03 juillet 2006

July s'en va : libération ou coercition ?

Serge July s'en va. Pour le journal Libération c'est la fin d'une époque. C'est aussi l'occasion de faire un retour sur image comme on dit. Qu'a-t-elle apporté à l'information cette nouvelle presse de gauche aux accents vaguement libertaires, fondée sur la bimbeloterie idéologique de 68 ? Que reste-t-il de l'engagement politique tonitruant des premières années ? De l'ambition affichée de « lutter contre le journalisme couché » ?
On serait tenté de dire pas grand chose puisque la connotation politique s'est progressivement diluée dans le sens des réalités et qu'aujourd'hui le PDG s'en va, victime selon les apparences, des lois implacables de la logique capitaliste...
Mais ce serait un peu court et surtout injuste pour quelqu'un qui mena tout de même la barque pendant une trentaine d'années. L'analyse doit donc être un peu plus nuancée.
Que ce quotidien fut engagé, le doute n'est toutefois pas permis.
Il le fut un peu beaucoup si l'on pense aux prises de positions maoïstes de July en 1969 : "Mai 68 a remis la révolution et la lutte des classes au centre de toute stratégie. Sans vouloir jouer au prophète, l’horizon 70 ou 72 de la France, c’est la révolution."
Il le fut trop quand on évoque les outrances politiques de Jean-Paul Sartre, premier directeur du journal.
Un peu trop en tout cas pour pouvoir se proclamer en 1973 "organe entièrement libre" et prétendre faire de l'information !
Trop encore en mai 1981, lorsque le quotidien sortit, parfumé à la rose, pour célébrer la victoire de François Mitterrand. Avec le recul c'était un peu fleur bleue... Mais surtout, c'était trop inféodé à un parti politique, en dépit de la distanciation progressive au fil des ans.
Il est naturel d'évoquer par comparaison le journal Combat qui, nonobstant sa nature de gauche, sut éviter l'écueil. Né dans le feu et le sang d'un tumulte autrement plus grave que celui de 1968, il fut fidèle à la noble déclaration d'intention que fit Albert Camus en 1944 : « La tâche de chacun de nous est de bien penser ce qu’il se propose de dire, de modeler peu à peu l’esprit du journal qui est le sien, d’écrire attentivement et de ne jamais perdre de vue cette immense nécessité où nous sommes de redonner à un pays sa voix profonde .» On ne peut pas dire que cela fut pour ce journal un gage de longévité puisqu'il mourut en 1974, mais au moins put-il revendiquer l'indépendance de ton et d'esprit.
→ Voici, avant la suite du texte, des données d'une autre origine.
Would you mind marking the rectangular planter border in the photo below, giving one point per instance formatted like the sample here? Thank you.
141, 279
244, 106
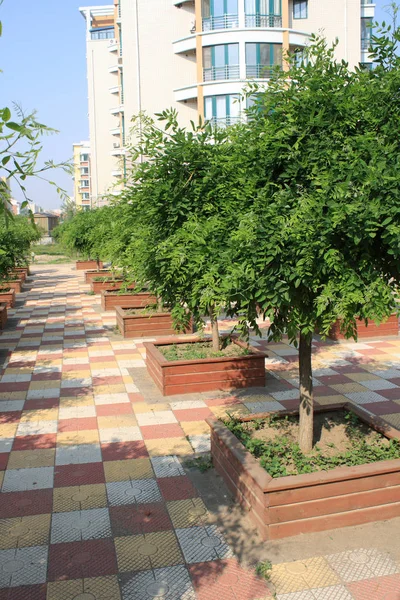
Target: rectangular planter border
208, 374
286, 506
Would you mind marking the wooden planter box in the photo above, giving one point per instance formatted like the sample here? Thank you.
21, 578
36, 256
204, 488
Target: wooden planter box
97, 286
151, 325
90, 275
204, 375
109, 300
83, 265
15, 284
8, 298
3, 315
287, 506
389, 327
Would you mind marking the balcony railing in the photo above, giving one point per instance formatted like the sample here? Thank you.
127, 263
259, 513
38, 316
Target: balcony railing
224, 121
263, 20
225, 72
259, 71
222, 22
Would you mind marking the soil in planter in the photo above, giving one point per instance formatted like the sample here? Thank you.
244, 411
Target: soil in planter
340, 439
199, 350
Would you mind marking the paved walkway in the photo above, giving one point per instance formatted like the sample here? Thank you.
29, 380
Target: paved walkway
97, 502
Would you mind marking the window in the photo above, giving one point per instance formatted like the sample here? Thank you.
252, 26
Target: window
107, 33
300, 9
222, 110
261, 59
221, 62
263, 13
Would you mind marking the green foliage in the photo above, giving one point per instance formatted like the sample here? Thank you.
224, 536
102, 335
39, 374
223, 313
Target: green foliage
263, 569
281, 457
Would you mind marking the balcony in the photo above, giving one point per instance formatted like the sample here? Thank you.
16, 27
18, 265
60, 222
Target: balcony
221, 73
264, 21
259, 71
221, 22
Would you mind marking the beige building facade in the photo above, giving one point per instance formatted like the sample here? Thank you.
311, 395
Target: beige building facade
196, 56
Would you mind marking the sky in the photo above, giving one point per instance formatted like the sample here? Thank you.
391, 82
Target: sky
43, 59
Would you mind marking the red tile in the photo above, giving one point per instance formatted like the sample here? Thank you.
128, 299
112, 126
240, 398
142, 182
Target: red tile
124, 450
83, 424
159, 432
136, 398
227, 580
108, 410
9, 417
42, 403
47, 377
44, 441
176, 488
25, 592
22, 504
68, 475
379, 588
193, 414
76, 392
75, 560
391, 394
383, 408
140, 518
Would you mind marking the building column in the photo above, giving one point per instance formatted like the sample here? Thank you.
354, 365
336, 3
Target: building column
285, 26
199, 58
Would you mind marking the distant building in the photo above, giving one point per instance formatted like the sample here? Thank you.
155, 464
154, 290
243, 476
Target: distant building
82, 176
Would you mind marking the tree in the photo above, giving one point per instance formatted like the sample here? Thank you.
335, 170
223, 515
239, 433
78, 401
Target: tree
319, 240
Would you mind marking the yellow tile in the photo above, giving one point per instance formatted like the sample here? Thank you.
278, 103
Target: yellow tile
195, 427
84, 497
331, 399
71, 402
25, 459
124, 470
167, 446
141, 407
40, 414
24, 531
348, 388
187, 513
302, 575
150, 551
116, 421
68, 438
8, 430
360, 377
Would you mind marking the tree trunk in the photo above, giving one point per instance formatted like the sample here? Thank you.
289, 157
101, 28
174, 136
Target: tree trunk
306, 416
214, 330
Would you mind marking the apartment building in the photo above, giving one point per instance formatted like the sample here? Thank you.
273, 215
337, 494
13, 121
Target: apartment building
196, 56
82, 176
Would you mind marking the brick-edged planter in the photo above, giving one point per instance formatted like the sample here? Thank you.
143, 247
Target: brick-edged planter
15, 284
204, 375
83, 265
110, 300
98, 286
90, 275
389, 327
8, 297
288, 506
3, 315
142, 325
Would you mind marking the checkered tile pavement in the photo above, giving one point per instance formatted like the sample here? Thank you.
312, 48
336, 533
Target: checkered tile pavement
95, 502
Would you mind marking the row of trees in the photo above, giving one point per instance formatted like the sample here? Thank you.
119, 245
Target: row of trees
295, 213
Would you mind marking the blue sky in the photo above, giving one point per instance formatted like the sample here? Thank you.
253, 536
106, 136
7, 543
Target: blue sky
43, 58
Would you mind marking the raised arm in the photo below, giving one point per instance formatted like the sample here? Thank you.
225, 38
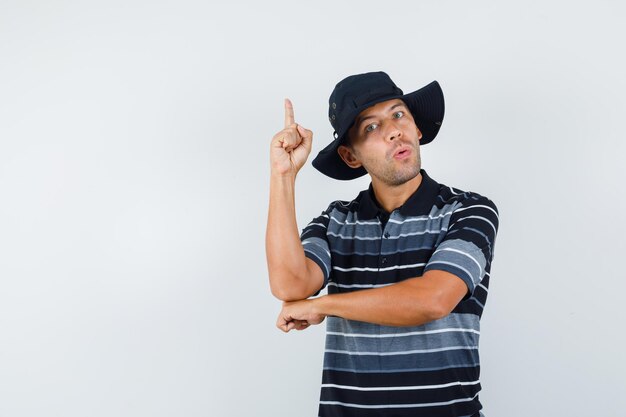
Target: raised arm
292, 275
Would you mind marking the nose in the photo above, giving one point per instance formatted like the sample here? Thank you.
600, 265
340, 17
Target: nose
393, 132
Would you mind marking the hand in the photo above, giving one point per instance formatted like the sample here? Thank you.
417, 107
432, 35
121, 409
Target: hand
291, 146
298, 315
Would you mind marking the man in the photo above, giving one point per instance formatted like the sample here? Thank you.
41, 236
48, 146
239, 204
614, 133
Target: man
406, 262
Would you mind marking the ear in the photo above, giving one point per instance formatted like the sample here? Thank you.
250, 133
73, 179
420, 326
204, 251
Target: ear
348, 156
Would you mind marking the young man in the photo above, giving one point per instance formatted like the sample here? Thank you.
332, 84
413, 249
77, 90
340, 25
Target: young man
406, 262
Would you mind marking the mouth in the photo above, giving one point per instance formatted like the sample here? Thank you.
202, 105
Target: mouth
402, 152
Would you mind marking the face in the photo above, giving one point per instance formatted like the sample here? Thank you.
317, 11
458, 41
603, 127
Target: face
385, 141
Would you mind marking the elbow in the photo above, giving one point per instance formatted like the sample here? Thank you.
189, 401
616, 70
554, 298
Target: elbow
286, 294
437, 307
287, 290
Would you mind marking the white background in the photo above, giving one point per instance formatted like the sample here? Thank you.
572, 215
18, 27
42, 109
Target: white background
134, 187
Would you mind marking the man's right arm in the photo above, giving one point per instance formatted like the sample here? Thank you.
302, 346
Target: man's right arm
292, 275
L'engagement à gauche de Libération « made in July » fut donc son défaut principal. Excessif au départ, son tamisage progressif fut vécu par une partie du lectorat comme une perte progressive d'âme, sans pour autant vaincre la défiance des libres penseurs.
Tout de même, il avait l'avantage d'être moins hypocrite que le jésuitisme et les torves ondulations idéologiques qui pervertirent il y a quelques années son concurrent Le Monde. Considéré on ne sait trop pourquoi, comme « objectif » par la bourgeoisie intellectuelle, ce dernier fit beaucoup de mal à l'information et à l'esprit critique en France.
Au fond, Libé n'a pas que des tares et il faut espérer qu'après July, survive son indéniable curiosité intellectuelle, son tempérament original qui le range un peu à part, sa sincère aspiration pour le débat d'idées. J'en sais quelque chose pour avoir sans difficulté glissé deux ou trois interventions pas très politiquement correctes, notamment au sujet du second conflit irakien.
Et reconnaissons pour terminer que Serge July s'en va beau joueur. Il ne saborde pas, il ne déverse ni fiel ni acrimonie sur le journal qu'il a en grande partie fait et qui le rejette aujourd'hui. Dans son dernier éditorial, il fait même des constats lucides et courageux :
"Le modèle économique sur lequel a reposé pendant si longtemps la presse quotidienne écrite, ce modèle s'effrite sous nos yeux".
"Le problème de
Libération n'est pas tant la qualité ou la pertinence de ce que nous publions chaque jour, il est industriel et financier."
"En novembre 2004, Edouard de Rothschild décidait de souscrire une augmentation de capital de 20 millions d'euros »", "En moins de deux ans, ces 20 millions auront été consommés..."
Je retiens donc son mot de la fin en espérant qu'il soit porteur d'espoir : "Je quitte Libération, parce que c'est la dernière chose que je peux faire pour que vivent cette entreprise et cette équipe."